Jan 6, 2022: North Korea says Wednesday’s missile test was a hypersonic weapon and successfully hit its target.

The discovery of the launch, made by Japan and South Korea, was the first since October and the second of a hypersonic missile, despite a UN ban on such activity.

Hypersonic weapons fly towards targets at lower altitudes and can achieve more than five times the speed of sound – or about 6,200 kilometres per hour (3,850 miles per hour).

According to KCNA state news agency, “The successive successes in the test launches in the hypersonic missile sector have strategic significance in that they hasten a task for modernizing the strategic armed force of the state.”

In Wednesday’s test, the “hypersonic gliding warhead” detached from its rocket booster and manoeuvred 120km (75 miles) laterally before it “precisely hit” a target 700km (435 miles) away, KCNA reported.

Photos of Wednesday’s test showed what analysts said was a liquid-fuelled ballistic missile with a conical-shaped Manoeuvrable Reentry Vehicle (MaRV) blasting off from a wheeled launch vehicle in a cloud of flame and smoke.

Although it has not tested an atomic bomb or long-range intercontinental ballistic missiles (ICBMs) since 2017, North Korea has developed and launched a number of more capable missiles and warheads in recent years aimed at possibly being able to overcome missile defense systems of South Korea and the United States, analysts say. The country first tested a hypersonic missile, the Hwasung-8, in September.

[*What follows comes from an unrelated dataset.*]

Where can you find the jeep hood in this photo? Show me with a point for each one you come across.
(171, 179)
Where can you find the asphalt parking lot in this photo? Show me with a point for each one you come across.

The US State Department said this week’s experience violates a number of UN Security Council resolutions and poses a threat to North Korea’s neighbors and the international community. North Korea’s last missile launch was in October when it said it had fired a new short-range missile from a submarine.

Talks to persuade North Korea to hand over its nuclear weapons and ballistic missile stalled stalled since a series of summits between leader Kim Jong Un and then-US President Donald Trump ended in 2019.

US President Joe Biden’s administration has said it is open to talks with North Korea, but Pyongyang has said US actions are “empty rhetoric” without further concrete changes to “hostile policies” such as military exercises and sanctions.

The latest test casts doubt on South Korean President Moon Jae-in’s hopes of a last moment diplomatic break with North Korea before his five-year term ends in May.